You attack Google not at Search but by focusing on doing a better job on a highly profitable part of their business (as Amazon is doing in Commerce) or a by riding a different trend (Apple with Siri and other apps steals Search views from Google). Start-ups employ similar strategies. There are a large number of start-ups focusing on the salesperson rather than sales management in an attempt to gradually eat away at Salesforce. There are noSQL alternatives hoping to gradually eat away at Oracle by dominating certain workloads. But here is the challenge. The exact thinking that leads you to pick a market segment that you can genuinely win, causes you to narrow your market size.
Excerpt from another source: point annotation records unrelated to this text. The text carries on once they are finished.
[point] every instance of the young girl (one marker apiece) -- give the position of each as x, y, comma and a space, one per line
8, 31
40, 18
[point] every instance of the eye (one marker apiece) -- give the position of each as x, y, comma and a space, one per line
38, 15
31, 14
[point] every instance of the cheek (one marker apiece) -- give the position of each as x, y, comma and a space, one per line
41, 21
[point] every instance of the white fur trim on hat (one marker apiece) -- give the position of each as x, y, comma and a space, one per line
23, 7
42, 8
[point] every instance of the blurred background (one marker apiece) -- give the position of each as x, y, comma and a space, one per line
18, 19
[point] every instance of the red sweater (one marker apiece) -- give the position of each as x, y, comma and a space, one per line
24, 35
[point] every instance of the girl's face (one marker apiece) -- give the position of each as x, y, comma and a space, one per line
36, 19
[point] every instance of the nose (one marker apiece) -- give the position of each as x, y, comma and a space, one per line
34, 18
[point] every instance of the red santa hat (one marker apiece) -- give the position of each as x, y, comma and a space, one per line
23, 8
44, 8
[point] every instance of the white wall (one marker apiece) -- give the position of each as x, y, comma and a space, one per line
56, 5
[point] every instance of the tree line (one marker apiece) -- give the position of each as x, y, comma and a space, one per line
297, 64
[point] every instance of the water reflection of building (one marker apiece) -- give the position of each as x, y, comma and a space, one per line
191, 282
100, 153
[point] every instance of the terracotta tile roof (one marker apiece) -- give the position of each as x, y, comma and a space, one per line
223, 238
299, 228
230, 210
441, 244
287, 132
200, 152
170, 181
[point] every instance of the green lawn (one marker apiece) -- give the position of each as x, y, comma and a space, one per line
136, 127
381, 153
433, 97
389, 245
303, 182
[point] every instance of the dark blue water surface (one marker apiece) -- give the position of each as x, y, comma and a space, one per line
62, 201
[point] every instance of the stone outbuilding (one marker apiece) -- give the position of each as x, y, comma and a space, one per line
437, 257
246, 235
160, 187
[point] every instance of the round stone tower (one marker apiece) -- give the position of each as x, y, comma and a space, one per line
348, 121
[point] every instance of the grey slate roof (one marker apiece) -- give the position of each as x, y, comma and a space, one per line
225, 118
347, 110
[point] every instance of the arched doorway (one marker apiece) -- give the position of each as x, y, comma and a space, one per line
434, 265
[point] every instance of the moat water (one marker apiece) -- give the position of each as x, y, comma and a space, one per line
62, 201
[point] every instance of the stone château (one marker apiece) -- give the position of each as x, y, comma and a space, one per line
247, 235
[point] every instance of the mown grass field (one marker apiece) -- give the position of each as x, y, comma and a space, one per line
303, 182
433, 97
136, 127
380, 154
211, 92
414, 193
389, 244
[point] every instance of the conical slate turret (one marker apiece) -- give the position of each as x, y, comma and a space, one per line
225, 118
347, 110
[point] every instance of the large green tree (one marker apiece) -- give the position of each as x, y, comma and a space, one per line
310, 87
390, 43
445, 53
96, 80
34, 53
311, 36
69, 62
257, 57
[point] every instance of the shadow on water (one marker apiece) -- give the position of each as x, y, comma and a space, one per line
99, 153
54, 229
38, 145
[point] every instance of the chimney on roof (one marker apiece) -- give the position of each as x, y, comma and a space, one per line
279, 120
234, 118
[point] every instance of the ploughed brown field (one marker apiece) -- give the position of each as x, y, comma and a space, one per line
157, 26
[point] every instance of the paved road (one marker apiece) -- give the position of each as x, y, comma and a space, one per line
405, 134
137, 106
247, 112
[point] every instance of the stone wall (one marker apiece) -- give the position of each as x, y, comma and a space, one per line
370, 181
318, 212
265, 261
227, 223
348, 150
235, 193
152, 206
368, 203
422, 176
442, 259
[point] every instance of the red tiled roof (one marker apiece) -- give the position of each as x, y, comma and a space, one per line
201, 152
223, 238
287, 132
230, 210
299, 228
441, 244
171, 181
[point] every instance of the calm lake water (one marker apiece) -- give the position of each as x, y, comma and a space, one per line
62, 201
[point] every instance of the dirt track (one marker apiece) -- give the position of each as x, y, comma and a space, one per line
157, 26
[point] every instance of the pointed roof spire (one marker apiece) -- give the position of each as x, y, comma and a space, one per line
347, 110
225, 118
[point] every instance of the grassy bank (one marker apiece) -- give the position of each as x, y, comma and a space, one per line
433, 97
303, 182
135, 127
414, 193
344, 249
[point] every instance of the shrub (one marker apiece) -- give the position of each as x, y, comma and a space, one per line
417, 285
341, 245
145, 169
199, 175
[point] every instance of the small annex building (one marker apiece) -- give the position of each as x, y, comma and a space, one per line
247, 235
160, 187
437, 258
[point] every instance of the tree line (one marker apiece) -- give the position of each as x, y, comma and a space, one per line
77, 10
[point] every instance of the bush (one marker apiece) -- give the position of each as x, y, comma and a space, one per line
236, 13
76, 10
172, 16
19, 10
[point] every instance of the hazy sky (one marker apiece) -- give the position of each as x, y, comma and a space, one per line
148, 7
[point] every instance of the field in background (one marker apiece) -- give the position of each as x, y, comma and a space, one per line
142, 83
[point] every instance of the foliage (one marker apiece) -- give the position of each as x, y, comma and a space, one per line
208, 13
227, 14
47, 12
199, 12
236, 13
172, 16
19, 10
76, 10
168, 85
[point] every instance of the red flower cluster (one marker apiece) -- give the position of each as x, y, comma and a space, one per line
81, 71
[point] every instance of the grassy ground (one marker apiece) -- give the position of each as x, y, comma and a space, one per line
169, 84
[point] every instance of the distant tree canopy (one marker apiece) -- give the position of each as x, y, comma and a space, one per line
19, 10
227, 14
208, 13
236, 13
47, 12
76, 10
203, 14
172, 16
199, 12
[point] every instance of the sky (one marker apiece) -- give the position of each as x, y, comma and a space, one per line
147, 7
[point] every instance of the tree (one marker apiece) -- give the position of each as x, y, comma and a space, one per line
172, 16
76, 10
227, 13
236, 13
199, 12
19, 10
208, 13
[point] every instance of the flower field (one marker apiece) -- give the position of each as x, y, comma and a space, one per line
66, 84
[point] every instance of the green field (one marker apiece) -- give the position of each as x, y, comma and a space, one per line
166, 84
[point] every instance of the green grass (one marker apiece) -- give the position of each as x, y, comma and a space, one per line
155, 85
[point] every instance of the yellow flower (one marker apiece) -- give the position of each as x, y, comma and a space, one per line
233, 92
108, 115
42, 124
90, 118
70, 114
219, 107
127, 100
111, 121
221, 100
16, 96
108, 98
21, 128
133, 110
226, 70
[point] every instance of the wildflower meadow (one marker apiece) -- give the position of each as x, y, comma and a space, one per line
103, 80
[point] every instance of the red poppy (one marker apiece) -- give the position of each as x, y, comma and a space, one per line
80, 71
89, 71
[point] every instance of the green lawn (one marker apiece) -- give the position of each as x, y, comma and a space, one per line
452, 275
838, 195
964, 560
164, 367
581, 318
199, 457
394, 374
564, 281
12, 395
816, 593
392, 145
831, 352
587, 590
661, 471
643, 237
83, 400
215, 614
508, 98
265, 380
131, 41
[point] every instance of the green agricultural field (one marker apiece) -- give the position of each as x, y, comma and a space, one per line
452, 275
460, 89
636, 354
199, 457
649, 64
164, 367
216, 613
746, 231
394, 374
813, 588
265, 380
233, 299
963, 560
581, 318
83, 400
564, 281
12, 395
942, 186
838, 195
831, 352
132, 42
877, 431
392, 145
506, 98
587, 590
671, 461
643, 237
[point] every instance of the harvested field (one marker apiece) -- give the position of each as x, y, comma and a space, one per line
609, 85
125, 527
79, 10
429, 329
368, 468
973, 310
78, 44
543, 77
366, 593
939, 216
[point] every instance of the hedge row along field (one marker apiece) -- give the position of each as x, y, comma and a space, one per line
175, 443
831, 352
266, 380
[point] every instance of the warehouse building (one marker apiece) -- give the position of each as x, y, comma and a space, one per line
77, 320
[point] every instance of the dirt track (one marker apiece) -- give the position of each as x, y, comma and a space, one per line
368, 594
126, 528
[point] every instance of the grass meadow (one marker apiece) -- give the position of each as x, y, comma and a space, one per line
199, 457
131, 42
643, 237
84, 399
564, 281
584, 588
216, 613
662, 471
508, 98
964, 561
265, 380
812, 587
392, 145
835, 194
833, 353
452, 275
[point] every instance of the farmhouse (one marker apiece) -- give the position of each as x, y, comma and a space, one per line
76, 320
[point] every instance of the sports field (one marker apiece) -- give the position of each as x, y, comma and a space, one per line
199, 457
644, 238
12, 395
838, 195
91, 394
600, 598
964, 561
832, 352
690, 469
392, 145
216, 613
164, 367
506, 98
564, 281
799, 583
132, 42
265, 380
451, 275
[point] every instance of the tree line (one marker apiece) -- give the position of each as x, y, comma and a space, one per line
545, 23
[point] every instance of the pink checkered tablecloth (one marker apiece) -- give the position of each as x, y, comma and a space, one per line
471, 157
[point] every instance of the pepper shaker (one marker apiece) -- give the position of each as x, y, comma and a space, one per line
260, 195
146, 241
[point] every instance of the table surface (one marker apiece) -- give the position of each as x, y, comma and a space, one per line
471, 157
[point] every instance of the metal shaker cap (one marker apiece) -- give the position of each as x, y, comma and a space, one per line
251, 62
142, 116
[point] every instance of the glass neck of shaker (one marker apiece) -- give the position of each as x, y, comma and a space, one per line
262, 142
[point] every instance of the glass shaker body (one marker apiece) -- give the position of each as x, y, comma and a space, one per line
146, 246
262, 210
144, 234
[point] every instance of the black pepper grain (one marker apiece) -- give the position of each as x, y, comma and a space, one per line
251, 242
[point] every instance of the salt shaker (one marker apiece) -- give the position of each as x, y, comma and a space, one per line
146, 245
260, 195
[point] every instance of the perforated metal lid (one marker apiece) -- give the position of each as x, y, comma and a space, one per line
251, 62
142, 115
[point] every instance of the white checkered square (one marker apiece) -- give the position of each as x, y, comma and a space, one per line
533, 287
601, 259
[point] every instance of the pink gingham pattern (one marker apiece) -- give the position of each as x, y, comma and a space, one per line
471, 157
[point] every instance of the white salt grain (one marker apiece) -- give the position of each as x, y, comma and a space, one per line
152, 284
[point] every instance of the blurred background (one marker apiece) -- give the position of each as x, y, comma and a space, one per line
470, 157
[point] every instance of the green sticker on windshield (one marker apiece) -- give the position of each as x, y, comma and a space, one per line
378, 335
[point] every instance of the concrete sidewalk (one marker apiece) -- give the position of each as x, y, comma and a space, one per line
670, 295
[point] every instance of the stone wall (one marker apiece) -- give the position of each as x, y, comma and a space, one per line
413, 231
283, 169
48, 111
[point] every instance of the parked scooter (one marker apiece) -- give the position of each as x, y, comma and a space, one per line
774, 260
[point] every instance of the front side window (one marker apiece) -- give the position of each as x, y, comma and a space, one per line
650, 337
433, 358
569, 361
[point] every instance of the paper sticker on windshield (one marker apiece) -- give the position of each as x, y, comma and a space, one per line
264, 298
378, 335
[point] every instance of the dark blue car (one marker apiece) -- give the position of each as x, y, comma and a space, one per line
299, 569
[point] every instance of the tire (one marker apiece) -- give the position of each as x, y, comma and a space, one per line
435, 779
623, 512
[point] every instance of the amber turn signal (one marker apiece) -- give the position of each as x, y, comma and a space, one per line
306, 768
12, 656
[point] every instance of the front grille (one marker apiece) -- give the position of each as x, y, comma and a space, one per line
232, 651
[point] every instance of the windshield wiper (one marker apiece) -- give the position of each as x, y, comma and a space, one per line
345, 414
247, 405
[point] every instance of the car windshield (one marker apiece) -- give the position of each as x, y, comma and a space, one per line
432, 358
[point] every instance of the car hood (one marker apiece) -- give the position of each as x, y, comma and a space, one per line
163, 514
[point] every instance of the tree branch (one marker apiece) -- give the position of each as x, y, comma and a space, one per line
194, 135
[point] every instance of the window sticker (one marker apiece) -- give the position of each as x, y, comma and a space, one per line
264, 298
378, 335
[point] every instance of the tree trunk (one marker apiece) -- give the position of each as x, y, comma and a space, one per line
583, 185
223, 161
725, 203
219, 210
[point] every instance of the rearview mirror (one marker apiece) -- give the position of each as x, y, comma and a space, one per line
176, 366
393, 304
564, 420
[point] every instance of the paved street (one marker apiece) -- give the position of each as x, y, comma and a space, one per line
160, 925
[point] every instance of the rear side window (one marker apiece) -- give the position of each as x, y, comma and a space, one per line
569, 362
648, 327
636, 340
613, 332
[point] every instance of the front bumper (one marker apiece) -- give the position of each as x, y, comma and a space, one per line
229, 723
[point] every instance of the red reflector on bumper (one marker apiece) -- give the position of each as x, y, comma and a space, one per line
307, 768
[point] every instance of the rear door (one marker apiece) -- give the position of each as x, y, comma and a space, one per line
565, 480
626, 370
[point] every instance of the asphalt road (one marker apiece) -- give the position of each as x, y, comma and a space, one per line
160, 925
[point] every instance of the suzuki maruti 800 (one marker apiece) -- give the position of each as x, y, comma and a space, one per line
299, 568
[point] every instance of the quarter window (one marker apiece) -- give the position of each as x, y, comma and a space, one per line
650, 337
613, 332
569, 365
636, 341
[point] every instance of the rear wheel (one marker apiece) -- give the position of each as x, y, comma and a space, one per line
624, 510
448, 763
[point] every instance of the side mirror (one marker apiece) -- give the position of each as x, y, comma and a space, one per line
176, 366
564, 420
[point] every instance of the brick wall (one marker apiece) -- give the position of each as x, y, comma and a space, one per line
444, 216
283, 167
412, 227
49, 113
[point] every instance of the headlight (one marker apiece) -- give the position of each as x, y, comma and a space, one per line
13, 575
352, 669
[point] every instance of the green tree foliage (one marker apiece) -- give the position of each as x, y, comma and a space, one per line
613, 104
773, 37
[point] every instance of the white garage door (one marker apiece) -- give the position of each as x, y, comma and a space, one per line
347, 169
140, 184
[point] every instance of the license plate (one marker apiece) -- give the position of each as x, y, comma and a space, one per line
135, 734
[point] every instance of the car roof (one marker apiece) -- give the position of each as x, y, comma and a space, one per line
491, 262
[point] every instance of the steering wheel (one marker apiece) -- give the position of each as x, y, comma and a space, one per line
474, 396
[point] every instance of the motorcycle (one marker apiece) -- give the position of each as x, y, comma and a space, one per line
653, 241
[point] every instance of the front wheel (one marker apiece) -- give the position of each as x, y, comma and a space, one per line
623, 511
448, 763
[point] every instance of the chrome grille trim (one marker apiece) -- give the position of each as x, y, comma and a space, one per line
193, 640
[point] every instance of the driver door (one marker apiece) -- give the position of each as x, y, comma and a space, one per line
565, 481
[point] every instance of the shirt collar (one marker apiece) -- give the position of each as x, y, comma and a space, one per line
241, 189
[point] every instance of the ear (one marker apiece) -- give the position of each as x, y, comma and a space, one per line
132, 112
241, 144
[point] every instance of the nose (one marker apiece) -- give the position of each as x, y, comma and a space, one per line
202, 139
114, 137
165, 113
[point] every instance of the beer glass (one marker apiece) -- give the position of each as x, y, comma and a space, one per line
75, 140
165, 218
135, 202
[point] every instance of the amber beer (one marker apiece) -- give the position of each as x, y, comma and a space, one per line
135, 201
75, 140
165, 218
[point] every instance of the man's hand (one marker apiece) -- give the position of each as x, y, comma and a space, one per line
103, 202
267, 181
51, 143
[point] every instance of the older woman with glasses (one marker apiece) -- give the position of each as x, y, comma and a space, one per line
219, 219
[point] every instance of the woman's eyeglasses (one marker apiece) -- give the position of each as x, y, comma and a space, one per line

Many of the recent public SAAS companies have all but acknowledged that they need an Act II to take their business to the next level. Marketo bought Insightera to expand from Marketing Automation that is B2B centric to Website personalization. Splunk has rapidly expanded its suite of “Solutions” away from just IT operations to a whole range of other domains. All of this is about expansion of the addressable market. It’s about Act II.

At BloomReach we made the decision to expand our platform from a single successful application (BloomReach Organic Search) to a suite of applications to build a full personalized discovery platform. That is our Act II. It is off to a terrific start and I believe will at least quadruple our addressable market. I’ve learned a couple of things along the way:

  • You can’t rush new products: If you are judging $1 of incremental revenue on your new product at the same value as $1 of incremental revenue of your existing product, you’ve forgotten the trials and tribulations you went through in your first business
  • If you’re building a new product line, make sure it does not need a new distribution channel: You simply can’t take on building a new product and building new distribution at the same time. If your core business is in Enterprise in the US, make sure your second one is too. (It’s totally fine to expand distribution but do so for the same product, not a new one).
  • Set up a separate team to tackle the new product: Focus is the key to execution and a separate team (at least in product/engineering) is the only way to drive focus.
  • Don’t over-resource your new products: Remember most great software products fail because they don’t meet demand. Adding more people to the team doesn’t necessarily fix that problem.
  • Build an appropriate financial plan: I’ve often gotten this wrong – expecting instantaneous results from a product lifecycle that has to go through its paces. You still need early customers. You still need to prove value. You still need to create customer success. You still need to invest in scalable systems. You can’t skip steps.
  • Simplify, don’t extend the marketing: The temptation when you are selling two products is to double the size of your slide deck. Take the opposite approach and simplify.

Building and making Act II successful has been as hard as making Act I successful. I have many more resources ($s, customers, distribution, brand and technology). At the same time, I have many more distractions so I can’t take it on myself or with my co-founder. In fact, making Act II successful has involved creating an entrepreneurial team led by our product managers, tech leads and other execs on the management team. Hiring and mentoring entrepreneurs capable of building your Act II and moving obstacles out of their way is a necessary pre-condition for success.

Building a great company is like building cities. You go back and forth between building the infrastructure (highways, internet, waterways etc.) and building the new neighborhoods. Nothing is more exciting than adding another neighborhood, just make sure it’s somewhere people really want to live.